The destruction of the temple by Nebuchadnezzar was theologically incomprehensible. Nebuchadnezzar’s assault was as unimaginable as – not the events that we remember from September 11th, for the towers had been struck previously – but rather as unimaginable as the assault on Pearl Harbor, and, as incomprehensible as the bombs we dropped on Hiroshima and Nagasaki and as unfathomable as was Japan’s ultimate surrender to her own citizens.

There was a time when no one could enter the most holy space in the temple except the high priest, and then only once a year. Tradition says that he wore bells so that people would know if he was able to survive in the presence of God and, that he had a rope around him so that if he dropped dead from proximity to the holiness of God, his mortal remains could be pulled out for burial.

And yet, Nebuchadnezzar’s troops not only entered the most holy place, they butchered it with battle axes, hatchets and hammers, chopping it to bits, burning everything that would burn, melting down the gold and silver and bronze for the Babylonian treasury. And they took a few choice vessels, used to worship the God of Israel back to Babylon for the king and his court to toy with.

And there was not even a puff of smoke. There was no strike of holy lightening; no burst of fire from heaven, no hailstones, plagues of Egypt, earthquake or sinkhole; the earth did not swallow them whole.
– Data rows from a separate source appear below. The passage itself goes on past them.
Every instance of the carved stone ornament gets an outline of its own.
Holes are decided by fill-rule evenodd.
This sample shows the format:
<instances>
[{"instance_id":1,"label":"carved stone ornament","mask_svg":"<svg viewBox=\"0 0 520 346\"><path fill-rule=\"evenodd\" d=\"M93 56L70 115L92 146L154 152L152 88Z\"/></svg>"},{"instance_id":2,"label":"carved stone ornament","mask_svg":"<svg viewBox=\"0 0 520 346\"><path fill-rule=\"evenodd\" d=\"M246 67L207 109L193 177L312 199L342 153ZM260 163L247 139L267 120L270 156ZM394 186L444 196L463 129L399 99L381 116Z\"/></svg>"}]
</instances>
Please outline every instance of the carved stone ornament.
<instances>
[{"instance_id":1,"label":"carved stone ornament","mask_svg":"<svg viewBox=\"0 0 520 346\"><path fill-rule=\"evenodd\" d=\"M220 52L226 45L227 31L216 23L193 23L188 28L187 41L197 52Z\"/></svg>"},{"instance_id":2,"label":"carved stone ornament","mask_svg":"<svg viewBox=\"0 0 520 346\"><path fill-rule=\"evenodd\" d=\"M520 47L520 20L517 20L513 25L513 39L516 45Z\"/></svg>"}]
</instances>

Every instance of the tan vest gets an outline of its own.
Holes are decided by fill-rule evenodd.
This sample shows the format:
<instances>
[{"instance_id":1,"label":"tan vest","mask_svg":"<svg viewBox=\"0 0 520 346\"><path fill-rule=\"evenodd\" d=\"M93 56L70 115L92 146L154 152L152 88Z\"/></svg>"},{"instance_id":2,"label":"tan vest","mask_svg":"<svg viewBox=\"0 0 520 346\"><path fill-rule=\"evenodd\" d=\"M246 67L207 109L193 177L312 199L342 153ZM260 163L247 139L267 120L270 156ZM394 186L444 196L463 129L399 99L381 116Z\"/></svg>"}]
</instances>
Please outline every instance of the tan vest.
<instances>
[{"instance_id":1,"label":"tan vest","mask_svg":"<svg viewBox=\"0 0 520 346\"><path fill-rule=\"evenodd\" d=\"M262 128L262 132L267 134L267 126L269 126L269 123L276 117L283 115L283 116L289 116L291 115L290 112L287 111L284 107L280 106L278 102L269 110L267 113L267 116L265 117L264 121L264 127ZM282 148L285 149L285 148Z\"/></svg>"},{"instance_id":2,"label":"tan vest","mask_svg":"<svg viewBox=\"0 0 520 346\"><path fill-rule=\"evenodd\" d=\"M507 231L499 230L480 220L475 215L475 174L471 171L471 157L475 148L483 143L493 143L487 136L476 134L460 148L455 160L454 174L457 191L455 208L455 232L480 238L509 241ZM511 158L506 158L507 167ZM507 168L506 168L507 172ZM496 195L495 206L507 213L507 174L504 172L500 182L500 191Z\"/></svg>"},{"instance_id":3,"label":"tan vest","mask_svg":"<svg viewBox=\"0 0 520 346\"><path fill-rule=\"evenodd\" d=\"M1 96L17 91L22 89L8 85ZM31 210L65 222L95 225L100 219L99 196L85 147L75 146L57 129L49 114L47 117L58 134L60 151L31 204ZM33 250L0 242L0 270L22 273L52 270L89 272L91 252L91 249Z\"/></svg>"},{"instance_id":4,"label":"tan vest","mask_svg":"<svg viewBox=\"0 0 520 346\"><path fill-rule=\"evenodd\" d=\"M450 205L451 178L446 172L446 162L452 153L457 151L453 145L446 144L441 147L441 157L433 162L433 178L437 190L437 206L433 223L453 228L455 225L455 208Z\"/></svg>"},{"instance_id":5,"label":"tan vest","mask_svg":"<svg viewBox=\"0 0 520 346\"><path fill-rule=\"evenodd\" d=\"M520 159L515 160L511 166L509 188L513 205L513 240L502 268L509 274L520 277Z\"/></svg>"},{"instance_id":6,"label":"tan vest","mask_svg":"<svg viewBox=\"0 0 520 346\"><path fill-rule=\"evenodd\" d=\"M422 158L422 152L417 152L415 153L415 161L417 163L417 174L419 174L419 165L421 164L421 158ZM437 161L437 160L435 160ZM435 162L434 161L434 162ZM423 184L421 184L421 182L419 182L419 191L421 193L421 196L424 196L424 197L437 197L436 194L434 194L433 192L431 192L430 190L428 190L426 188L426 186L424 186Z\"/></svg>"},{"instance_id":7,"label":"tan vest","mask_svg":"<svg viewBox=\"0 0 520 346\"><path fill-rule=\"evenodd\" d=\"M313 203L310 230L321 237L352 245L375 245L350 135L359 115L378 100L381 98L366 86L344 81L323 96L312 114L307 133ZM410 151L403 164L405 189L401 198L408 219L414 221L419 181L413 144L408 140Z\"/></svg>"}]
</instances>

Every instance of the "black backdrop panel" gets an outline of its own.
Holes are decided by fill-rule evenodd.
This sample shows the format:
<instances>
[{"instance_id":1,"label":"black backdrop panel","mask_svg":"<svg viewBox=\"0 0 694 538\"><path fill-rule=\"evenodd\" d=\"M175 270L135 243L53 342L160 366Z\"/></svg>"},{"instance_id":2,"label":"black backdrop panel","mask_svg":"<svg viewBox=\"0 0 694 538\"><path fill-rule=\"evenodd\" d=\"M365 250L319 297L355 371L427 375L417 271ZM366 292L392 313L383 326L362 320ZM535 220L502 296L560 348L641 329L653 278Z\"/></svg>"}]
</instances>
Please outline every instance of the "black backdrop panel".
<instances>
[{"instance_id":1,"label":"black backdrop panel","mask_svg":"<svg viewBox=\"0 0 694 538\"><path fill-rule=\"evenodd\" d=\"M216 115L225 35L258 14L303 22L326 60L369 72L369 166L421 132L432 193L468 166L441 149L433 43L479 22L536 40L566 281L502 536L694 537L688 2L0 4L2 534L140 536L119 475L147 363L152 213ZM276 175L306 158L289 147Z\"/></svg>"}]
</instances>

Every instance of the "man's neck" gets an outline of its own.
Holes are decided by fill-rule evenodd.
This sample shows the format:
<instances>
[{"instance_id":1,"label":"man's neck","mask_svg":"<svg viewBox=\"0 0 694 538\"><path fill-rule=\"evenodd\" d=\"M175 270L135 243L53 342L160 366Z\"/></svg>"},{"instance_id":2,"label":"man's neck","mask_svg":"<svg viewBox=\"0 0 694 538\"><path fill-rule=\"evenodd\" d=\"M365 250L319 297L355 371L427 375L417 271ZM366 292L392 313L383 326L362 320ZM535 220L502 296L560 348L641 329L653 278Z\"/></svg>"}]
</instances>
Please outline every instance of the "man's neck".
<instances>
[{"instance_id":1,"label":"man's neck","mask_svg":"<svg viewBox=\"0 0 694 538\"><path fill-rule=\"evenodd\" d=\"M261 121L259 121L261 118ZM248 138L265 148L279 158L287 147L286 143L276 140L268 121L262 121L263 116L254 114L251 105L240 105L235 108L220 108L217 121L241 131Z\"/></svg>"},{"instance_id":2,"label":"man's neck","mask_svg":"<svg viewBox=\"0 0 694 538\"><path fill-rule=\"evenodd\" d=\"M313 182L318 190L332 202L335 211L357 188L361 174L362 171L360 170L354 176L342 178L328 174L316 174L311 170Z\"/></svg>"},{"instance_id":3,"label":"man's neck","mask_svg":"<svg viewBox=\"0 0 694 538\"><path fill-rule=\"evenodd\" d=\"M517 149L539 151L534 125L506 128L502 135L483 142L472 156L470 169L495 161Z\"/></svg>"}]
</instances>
Nothing happened. It was almost as if the temple was empty.

It must have seemed like the stories of Miriam and Moses and the promises God made to their descendents either never happened or were null and void. It may have seemed like the stories of Exodus were irrelevant fairy tales. Imagine, if you can, what it would have been like if the assault on and collapse of the Twin Towers was followed by an assault on and collapse of our government, defeat of our military and forced exile of our citizens: no homes, no jobs, no healthcare, parents separated from children, dead bodies heaped in the streets, everyone subject to robbery, rape – if not murder – on the way to incarceration in an over populated refugee camp with out any social services.

The scriptures of Israel were written in response to the occupation of its smallest surviving enclave by the Babylonians and recorded from oral traditions passed down from one generation to another. In the face of the overwhelming power of the Babylonian military which they touted as proof that their gods were more powerful than Israel’s lone god, in the face of their liturgy and pageantry and against the back-drop of Babylonian scripture, some Israelites were tempted and swayed to adopt Babylonian culture and religion. Others began collecting their own stories of who they were and who is their God.

The only response to such sorrow is lamentation. Indeed the book of Lamentations is the liturgical reading for Tisha B’Av. Christians in the African diaspora also know the power of lament. The most poignant laments I know come from African American spirituals. Sadly, in this world, the songs of lament will never be silenced.